Effective LoRA Adapter Routing using Task Representations
Akash Dhasade, Anne-Marie Kermarrec, Igor Pavlovic, Diana Petrescu, Rafael Pires, Mathis Randl, Martijn de Vos
TL;DR
LoRAuter tackles the challenge of routing among large, public LoRA adapter pools by moving routing to the level of semantic tasks rather than individual adapters. It builds a task database from lightweight validation sets, assigns best adapters per task via tournament-based evaluation, and uses task embeddings to retrieve the most relevant tasks for a given query, followed by input-aware fusion of the corresponding adapters in the output space. The framework is training-free and black-box, scalable with the number of tasks, and robust to thousands of adapters, achieving near-oracle performance in-domain and strong gains out-of-domain. Empirically it demonstrates strong results across model sizes and adapter pools, including 1.5k+ adapters, while offering efficiency gains through Successive Halving for adapter selection and by operating at the task level rather than per-adapter routing.
Abstract
Low-rank adaptation (LoRA) enables parameter efficient specialization of large language models (LLMs) through modular adapters, resulting in rapidly growing public adapter pools spanning diverse tasks.

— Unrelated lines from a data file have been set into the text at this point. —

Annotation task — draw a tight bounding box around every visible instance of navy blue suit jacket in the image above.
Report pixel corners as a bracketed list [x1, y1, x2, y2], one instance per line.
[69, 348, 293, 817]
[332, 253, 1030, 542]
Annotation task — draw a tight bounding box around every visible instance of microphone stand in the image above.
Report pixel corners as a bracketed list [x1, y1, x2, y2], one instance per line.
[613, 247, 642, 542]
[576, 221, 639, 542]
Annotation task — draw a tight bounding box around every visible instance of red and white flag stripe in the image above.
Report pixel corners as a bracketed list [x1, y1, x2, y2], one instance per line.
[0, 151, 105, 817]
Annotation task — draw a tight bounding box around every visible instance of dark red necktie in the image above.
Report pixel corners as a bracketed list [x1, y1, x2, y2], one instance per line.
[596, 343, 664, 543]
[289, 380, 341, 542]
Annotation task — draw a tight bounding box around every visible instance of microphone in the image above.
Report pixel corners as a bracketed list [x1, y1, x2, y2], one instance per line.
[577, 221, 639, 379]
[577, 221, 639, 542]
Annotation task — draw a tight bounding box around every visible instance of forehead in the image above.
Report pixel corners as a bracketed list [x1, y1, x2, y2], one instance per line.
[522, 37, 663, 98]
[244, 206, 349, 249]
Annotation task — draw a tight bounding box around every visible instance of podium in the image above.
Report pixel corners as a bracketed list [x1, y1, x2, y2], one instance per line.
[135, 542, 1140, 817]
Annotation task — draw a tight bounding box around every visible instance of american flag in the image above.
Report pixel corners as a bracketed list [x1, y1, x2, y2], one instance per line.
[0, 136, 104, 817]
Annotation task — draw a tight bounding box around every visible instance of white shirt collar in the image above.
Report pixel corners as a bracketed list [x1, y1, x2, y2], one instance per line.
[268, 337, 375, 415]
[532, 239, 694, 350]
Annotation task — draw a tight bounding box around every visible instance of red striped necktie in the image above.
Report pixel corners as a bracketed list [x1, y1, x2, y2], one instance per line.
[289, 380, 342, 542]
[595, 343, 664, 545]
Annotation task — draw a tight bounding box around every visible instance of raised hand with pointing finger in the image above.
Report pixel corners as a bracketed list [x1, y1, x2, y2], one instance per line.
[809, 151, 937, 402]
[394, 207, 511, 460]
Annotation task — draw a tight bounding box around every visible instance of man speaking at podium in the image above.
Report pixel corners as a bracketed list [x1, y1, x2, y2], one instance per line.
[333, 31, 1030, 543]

Effectively using these adapters requires routing: selecting and composing the appropriate adapters for a query. We introduce LORAUTER, a novel routing framework that selects and composes LoRA adapters using task representations rather than adapter characteristics. Unlike existing approaches that map queries directly to adapters, LORAUTER routes queries via task embeddings derived from small validation sets and does not require adapter training data. By operating at the task level, LORAUTER achieves efficient routing that scales with the number of tasks rather than the number of adapters. Experiments across multiple tasks show that LORAUTER consistently outperforms baseline routing approaches, matching Oracle performance (101.2%) when task-aligned adapters exist and achieving state-of-the-art results on unseen tasks (+5.2 points). We further demonstrate the robustness of LORAUTER to very large, noisy adapter pools by scaling it to over 1500 adapters.